Hurricane Ida still looms large in New Orleans. In late August 2021, the category 4 storm ripped through Louisiana with record-matching sustained wind speeds of 150 mph and a low pressure system of 920 millibars, close to Katrina’s record-topping system in 2005. And while a hurricane poses immediate danger, its damage casts a longer shadow—which is what got Devin De Wulf thinking about how restaurants recover in the aftermath.
“In the days after Hurricane Ida, I wasn’t able to evacuate,” De Wulf tells The Takeout. “My house has solar panels and batteries. And because we stayed, I got a really good experience of how my house could help my neighborhood as a microgrid.

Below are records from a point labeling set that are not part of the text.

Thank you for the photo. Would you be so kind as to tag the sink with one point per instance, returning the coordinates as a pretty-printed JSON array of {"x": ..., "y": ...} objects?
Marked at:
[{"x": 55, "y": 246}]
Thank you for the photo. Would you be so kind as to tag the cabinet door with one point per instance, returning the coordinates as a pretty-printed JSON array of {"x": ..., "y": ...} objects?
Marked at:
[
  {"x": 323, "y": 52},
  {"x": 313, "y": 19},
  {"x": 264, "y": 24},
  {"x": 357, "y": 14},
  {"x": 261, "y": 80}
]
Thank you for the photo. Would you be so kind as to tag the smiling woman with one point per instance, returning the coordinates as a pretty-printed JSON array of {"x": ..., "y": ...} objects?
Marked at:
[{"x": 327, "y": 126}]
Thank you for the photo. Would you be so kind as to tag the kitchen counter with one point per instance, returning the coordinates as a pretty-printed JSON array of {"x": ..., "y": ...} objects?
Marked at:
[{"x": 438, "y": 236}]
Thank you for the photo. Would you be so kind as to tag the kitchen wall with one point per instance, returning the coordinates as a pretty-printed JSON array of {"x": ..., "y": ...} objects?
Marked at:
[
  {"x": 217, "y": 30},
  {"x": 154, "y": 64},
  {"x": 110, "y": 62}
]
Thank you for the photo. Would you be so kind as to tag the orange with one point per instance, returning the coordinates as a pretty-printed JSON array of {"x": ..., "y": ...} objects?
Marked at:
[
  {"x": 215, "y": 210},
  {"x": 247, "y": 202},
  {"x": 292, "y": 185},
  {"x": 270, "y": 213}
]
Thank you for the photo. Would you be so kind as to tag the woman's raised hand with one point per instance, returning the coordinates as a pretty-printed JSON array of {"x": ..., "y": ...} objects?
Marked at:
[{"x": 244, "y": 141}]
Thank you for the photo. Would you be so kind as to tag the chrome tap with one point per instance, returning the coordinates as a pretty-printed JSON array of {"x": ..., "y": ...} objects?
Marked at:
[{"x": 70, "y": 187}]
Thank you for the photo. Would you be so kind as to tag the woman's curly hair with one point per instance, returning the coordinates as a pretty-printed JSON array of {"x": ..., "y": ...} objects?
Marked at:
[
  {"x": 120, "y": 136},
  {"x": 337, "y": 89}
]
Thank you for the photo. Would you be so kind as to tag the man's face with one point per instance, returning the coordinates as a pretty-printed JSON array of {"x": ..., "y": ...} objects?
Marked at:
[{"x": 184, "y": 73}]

We had no power for 10 days and my house became a phone-charging station. I had ice machines working so I could give people ice to help them cool down.”
One of the ways a hurricane can turn deadly is by knocking out power systems. Without electricity, there’s no air conditioning, and no ability to run necessary health equipment. (Because the storm occurred in August, many of the deaths caused by Ida were heat-related.) As De Wulf’s house turned into temporary infrastructure for his neighborhood, he saw another major issue stemming from a loss of power: hunger.
“You could start to tell by day four, day five, that people were going hungry around the city,” he said. “And at the same time, restaurants were just throwing away all of their food.”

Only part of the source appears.